EXAMPLES Examples of the present invention will be described below.

(Example 1) 51 refined anodes and mother plate 5
A seed plate production test was conducted for 1 week under the following conditions using two sets of electrolytic cells each having zero sheets. In this embodiment, the cell voltage is recorded in the hybrid recorder, the value of the hybrid recorder is input to the computer every 5 minutes, and the computer integrates the value. When the total of the recorded integrated values reaches the planned energization integrated amount, an alarm is issued and the mother board is replaced.

[0020] The average unit weight of the obtained seed plate was 7.5 Kg. The weight of each plate was measured, the daily average was calculated, and the variation in the daily average was calculated. The standard deviation was 0.05. Further, the surface condition of the obtained seed plate was observed, and the defective rate was calculated to be 0.04%.

(Comparative Example 1) A seed plate production test was conducted for one week in the same manner as in Example except that the conventional management method was aimed at one life of 24 hours instead of management by the cumulative amount of energization.

The average unit weight of the obtained seed plate was 6.6 Kg. The weight of each plate was measured, the daily average was calculated, and the variation in the daily average was calculated.

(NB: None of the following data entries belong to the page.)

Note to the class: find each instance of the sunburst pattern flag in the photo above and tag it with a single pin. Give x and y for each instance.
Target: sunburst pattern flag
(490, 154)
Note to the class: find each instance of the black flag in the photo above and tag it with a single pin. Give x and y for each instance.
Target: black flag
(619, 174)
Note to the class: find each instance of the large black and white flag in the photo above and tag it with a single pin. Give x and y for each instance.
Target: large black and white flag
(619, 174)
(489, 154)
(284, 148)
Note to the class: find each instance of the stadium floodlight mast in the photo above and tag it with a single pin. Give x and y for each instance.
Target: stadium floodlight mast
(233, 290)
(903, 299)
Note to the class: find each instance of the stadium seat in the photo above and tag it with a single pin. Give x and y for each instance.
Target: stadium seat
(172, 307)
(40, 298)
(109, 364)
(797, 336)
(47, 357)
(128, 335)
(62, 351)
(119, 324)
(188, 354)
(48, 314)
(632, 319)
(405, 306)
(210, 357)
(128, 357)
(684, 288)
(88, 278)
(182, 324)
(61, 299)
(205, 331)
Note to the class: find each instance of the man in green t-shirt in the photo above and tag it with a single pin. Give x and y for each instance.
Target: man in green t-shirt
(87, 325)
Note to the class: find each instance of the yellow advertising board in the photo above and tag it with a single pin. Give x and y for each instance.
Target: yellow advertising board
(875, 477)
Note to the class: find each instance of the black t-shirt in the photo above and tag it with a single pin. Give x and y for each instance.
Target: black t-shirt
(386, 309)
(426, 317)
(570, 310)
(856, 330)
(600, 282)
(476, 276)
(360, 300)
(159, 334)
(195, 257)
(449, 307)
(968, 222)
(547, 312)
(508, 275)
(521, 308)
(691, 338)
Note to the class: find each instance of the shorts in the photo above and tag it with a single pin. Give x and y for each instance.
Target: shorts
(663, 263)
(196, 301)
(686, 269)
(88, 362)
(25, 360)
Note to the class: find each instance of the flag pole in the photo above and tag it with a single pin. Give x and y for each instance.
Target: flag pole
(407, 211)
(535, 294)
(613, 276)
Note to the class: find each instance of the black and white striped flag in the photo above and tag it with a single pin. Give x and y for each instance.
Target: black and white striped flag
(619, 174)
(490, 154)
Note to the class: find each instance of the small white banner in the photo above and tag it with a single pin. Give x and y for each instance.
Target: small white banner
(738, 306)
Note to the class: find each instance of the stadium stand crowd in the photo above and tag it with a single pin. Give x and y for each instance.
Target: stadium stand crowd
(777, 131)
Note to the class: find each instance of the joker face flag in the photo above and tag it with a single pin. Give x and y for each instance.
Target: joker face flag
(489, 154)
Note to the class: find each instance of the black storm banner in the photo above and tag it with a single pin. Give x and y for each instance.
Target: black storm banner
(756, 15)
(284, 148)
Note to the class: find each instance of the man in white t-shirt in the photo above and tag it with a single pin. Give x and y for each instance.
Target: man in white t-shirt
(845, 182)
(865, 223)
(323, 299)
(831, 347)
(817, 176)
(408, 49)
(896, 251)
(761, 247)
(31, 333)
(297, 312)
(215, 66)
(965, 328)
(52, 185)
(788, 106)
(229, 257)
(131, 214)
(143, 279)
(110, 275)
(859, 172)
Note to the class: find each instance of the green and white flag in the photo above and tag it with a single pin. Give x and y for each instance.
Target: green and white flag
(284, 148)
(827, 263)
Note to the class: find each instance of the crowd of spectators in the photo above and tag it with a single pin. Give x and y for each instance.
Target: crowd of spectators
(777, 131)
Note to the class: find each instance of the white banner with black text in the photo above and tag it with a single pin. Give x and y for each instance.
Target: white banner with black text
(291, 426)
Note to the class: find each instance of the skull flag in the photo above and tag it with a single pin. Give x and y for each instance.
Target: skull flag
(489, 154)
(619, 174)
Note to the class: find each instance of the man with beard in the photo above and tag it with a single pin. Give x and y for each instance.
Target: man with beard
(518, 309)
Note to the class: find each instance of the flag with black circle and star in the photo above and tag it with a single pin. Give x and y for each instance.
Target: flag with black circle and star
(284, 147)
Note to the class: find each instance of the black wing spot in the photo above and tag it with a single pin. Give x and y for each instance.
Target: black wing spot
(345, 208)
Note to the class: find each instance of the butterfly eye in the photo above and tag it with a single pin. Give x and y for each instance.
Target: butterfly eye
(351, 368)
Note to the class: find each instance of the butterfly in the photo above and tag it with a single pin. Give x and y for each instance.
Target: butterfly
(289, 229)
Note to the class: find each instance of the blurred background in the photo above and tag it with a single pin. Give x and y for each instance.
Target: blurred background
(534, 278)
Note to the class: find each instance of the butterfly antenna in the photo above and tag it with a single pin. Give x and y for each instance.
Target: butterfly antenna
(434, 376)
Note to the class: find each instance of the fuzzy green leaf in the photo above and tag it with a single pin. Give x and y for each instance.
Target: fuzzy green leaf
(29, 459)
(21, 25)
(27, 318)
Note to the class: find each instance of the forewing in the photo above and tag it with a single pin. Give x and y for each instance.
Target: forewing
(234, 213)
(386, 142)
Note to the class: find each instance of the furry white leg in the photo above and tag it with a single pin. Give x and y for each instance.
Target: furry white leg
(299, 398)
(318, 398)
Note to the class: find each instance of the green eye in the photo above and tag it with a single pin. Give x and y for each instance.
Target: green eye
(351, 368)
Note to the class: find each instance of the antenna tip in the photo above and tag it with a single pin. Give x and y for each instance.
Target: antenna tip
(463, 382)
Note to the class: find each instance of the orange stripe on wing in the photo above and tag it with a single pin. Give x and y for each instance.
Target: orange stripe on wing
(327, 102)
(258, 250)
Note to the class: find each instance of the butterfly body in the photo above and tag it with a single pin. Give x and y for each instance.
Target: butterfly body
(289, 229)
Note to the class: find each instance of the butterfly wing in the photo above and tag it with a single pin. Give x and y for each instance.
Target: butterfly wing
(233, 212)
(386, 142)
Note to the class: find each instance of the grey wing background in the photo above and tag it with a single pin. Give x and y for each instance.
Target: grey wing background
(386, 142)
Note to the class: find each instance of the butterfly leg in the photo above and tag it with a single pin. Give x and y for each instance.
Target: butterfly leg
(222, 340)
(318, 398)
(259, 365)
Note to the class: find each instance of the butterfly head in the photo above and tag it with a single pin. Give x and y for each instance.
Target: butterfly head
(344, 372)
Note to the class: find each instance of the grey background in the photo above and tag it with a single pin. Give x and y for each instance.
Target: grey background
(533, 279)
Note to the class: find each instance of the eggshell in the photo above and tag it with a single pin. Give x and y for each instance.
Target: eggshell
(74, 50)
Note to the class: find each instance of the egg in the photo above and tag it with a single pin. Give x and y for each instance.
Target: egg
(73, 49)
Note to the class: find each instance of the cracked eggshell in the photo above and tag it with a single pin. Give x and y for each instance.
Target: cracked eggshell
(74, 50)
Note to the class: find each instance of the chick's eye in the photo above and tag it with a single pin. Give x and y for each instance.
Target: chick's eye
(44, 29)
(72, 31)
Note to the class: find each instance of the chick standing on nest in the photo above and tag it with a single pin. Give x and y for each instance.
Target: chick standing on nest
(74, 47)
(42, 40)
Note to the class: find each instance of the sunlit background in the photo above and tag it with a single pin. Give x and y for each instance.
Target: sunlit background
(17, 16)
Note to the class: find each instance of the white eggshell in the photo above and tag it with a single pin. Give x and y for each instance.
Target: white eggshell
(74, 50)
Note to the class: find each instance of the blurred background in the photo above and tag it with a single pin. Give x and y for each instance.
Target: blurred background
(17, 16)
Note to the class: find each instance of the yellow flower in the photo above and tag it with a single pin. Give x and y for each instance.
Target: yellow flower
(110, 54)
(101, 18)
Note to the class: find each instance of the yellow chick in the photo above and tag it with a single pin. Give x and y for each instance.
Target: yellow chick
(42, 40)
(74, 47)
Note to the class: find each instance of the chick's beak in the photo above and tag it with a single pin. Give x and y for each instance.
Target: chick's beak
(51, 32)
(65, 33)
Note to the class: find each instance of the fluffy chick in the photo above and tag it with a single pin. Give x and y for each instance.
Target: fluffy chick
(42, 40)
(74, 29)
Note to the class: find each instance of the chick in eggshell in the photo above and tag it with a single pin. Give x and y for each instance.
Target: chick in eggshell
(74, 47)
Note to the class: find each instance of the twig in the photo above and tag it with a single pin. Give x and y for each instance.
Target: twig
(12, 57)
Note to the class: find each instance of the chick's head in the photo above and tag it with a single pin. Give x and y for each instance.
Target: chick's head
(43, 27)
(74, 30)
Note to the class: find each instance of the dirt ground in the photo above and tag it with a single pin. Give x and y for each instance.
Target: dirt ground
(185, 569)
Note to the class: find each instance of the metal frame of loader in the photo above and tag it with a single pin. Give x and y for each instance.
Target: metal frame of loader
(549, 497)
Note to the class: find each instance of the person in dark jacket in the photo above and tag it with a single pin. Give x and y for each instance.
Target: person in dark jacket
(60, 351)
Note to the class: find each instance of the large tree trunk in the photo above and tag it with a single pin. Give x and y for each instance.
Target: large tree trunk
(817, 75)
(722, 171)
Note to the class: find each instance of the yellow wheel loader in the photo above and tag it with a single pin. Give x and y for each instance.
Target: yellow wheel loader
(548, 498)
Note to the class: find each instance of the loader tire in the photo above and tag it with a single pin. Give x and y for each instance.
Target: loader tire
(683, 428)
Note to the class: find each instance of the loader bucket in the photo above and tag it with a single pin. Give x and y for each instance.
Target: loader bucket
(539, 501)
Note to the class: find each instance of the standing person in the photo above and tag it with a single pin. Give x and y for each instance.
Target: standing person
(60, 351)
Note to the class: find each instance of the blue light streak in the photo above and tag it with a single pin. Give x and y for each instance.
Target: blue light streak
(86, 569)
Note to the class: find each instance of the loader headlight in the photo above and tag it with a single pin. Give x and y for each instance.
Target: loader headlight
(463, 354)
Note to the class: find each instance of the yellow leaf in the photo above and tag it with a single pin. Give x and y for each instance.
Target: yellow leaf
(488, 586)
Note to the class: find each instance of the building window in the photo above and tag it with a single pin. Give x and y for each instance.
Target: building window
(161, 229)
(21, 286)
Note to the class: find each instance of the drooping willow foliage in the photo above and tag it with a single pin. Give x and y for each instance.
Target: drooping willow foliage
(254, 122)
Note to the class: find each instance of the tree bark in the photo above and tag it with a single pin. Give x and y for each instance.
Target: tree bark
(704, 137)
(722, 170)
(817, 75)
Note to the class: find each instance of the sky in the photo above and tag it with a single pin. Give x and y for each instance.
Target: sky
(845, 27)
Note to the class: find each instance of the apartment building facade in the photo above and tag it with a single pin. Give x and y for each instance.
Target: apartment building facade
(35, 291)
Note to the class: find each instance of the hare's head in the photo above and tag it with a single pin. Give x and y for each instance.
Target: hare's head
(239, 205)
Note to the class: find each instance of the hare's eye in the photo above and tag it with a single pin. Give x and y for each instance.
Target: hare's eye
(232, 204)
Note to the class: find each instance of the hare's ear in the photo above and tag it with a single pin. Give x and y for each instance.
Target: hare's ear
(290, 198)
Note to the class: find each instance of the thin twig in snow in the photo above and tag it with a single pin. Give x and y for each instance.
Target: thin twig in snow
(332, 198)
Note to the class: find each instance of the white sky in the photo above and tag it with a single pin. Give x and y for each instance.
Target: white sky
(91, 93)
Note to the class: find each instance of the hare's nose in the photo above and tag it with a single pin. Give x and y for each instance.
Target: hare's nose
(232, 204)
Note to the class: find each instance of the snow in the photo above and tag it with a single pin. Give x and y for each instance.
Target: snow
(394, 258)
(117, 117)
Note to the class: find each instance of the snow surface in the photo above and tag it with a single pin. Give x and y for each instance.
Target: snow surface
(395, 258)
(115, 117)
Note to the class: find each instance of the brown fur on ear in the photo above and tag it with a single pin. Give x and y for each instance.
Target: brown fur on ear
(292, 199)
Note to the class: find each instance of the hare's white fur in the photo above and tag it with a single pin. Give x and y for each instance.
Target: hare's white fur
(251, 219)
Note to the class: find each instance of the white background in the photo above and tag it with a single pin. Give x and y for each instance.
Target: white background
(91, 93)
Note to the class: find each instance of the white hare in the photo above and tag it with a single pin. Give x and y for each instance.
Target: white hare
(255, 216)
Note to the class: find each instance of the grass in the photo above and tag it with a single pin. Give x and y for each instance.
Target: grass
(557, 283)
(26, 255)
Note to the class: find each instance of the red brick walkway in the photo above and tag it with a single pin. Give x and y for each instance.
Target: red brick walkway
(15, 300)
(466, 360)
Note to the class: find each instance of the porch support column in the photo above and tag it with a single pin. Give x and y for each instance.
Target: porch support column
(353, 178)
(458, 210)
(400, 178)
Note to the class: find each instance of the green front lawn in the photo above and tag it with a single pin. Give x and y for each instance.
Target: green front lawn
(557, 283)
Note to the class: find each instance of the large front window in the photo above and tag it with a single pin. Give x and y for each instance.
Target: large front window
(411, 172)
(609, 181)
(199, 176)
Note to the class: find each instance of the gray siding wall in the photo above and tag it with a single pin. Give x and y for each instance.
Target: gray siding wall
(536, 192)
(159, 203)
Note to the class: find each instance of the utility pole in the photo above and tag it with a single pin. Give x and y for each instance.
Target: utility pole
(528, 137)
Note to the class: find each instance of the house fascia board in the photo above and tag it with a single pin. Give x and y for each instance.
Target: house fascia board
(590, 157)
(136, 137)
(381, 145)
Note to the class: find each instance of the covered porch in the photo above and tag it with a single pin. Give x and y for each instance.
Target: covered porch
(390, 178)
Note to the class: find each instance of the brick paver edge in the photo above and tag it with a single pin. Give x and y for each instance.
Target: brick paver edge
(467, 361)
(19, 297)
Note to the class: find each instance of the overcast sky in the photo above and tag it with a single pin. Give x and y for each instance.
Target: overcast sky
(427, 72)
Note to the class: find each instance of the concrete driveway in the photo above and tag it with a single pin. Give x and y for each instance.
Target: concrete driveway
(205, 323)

The standard deviation was 0.11. In addition, the surface condition of the obtained seed plate was observed and the percent defective was determined to be 0.50%.

From these results, the superiority of the method of the present invention is clear.

[0024]

【The invention's effect】 [Brief description of drawings]

FIG. 1 is a diagram showing a system voltage change of a cell voltage when a seed plate is electrolyzed by a half-cell lifting method.

─────────────────────────────────────────────────── ─── Continuation of front page (56) References JP-A-7-48689 (JP, A) JP-A-5-156482 (JP, A) JP-A-59-67385 (JP, A) (58) Field (Int.Cl. ⁷ , DB name) C25C 1/00-7/08

Claims (2)

(57) [Claims] 1. When a mother plate is placed in an electrolytic cell, electricity is applied, and the mother plate on which a target metal is electrodeposited is lifted up, and when a seed plate is obtained from this, the value of the cell voltage is taken into a computer at regular intervals. A method of manufacturing a cathode seed plate, characterized in that the electrodeposition amount is controlled by integrating the data. 2. The lifting and insertion of the mother plate installed in the electrolytic cell is divided into at least two times, and the integration of the cell voltage is started with the change in the cell voltage associated with the lifting and insertion as a reference point. Manufacturing method.